Northern Swords

Club information
- Full name: Northern Swords Rugby League
- Nickname: Swords
- Short name: Northern Swords
- Website: northernswords.co.nz

Current details
- Ground: Otaika Sport Park, Whangarei;
- CEO: Robbie Johnson
- Coach: Vern Wilson
- Competition: New Zealand Rugby League

Records
- Rugby League Cup: 1931

= Northland rugby league team =

New Zealand sports team

The Northland rugby league team are a rugby league team that represents the Northland Region in New Zealand Rugby League competitions. They are based in Whangārei. They currently compete in the Albert Baskerville Trophy as the Northern Swords.

Between 2006 and 2007 they were part of the Bartercard Cup, playing under the name the Northern Storm. Northland was originally known as North Auckland and has previously used the nickname the Wild Boars.

The 2015 captain is Chris Bamford.

==History==
Northlands first season was 1929 and they challenged Auckland for the Northern Union Cup, losing 22–19.

==2006-2007: Bartercard Cup==

The Northern Storm logo

The Northern Storm joined the Bartercard Cup in time for the 2006 season. There inclusion was due to the work of Anthony Murray and Harry Clyde.

The Storm's first win was 40–22 against Wellington and was dedicated to Murray who had died earlier that week.

===Notable players===
New Zealand Warriors associated with the Northern Storm included Todd Byrne & Grant Rovelli.

===2006 results===

In the Northern Storm's debut season in 2006 the club performed poorly, managing only two wins and two draws from eighteen matches. They finished in last position on the table, collecting the Wooden Spoon.

A bright point of the season was that fullback Brendon Hikaka, centre Mason Pure and hooker Linton Price were all selected for the Junior Kiwis.

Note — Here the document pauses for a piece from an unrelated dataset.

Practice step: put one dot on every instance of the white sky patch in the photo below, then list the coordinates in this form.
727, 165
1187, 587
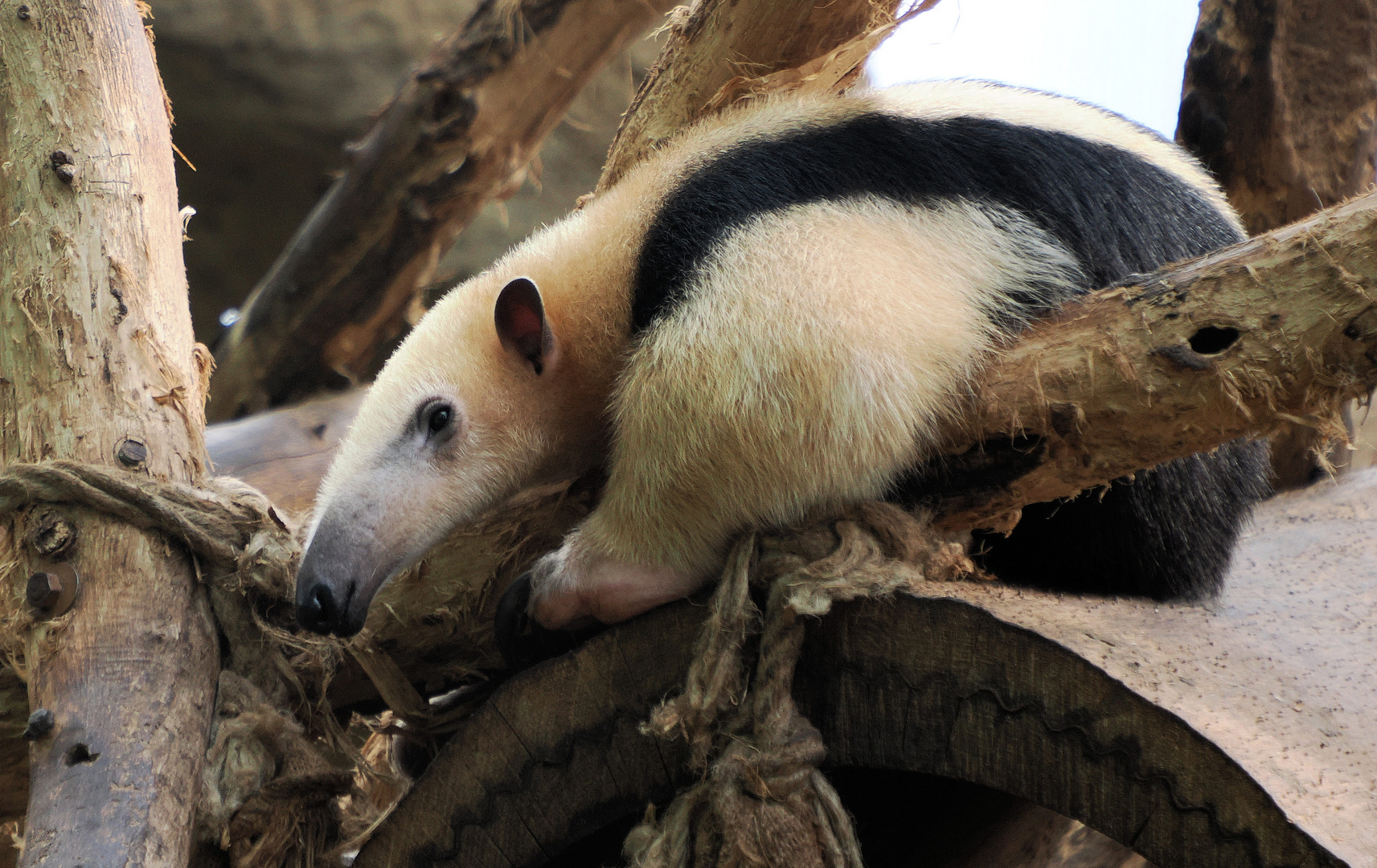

| Season | Pld | W | D | L | PF | PA | PD | Pts | Position (Teams) | Finals |
|---|---|---|---|---|---|---|---|---|---|---|
| 2006 | 18 | 2 | 2 | 14 | 314 | 802 | -488 | 6 | Wooden Spoon (Ten) | N/A |

===2007 results===

Before the season started 2006 Head Coach Geoff Morton moved South and joined the Counties Manukau Jetz. He was replaced by Phil Marsh.
The Storm started the season strongly with big wins against the Jetz (54-28) and Central Falcons (48-24). However they then suffered heavy losses to both the Waitakere Rangers (66-16) and league leaders the Auckland Lions (70-8). The squad showed improvement since 2006 but they again finished near the bottom of the table.

| Season | Pld | W | D | L | PF | PA | PD | Pts | Position (Teams) |
|---|---|---|---|---|---|---|---|---|---|
| 2007 | 18 | 4 | 0 | 14 | 372 | 730 | -358 | 8 | Eighth (10) |

==Notable players==
Frank Pickrang (played for New Zealand before moving to Whangārei to play for City in 1939).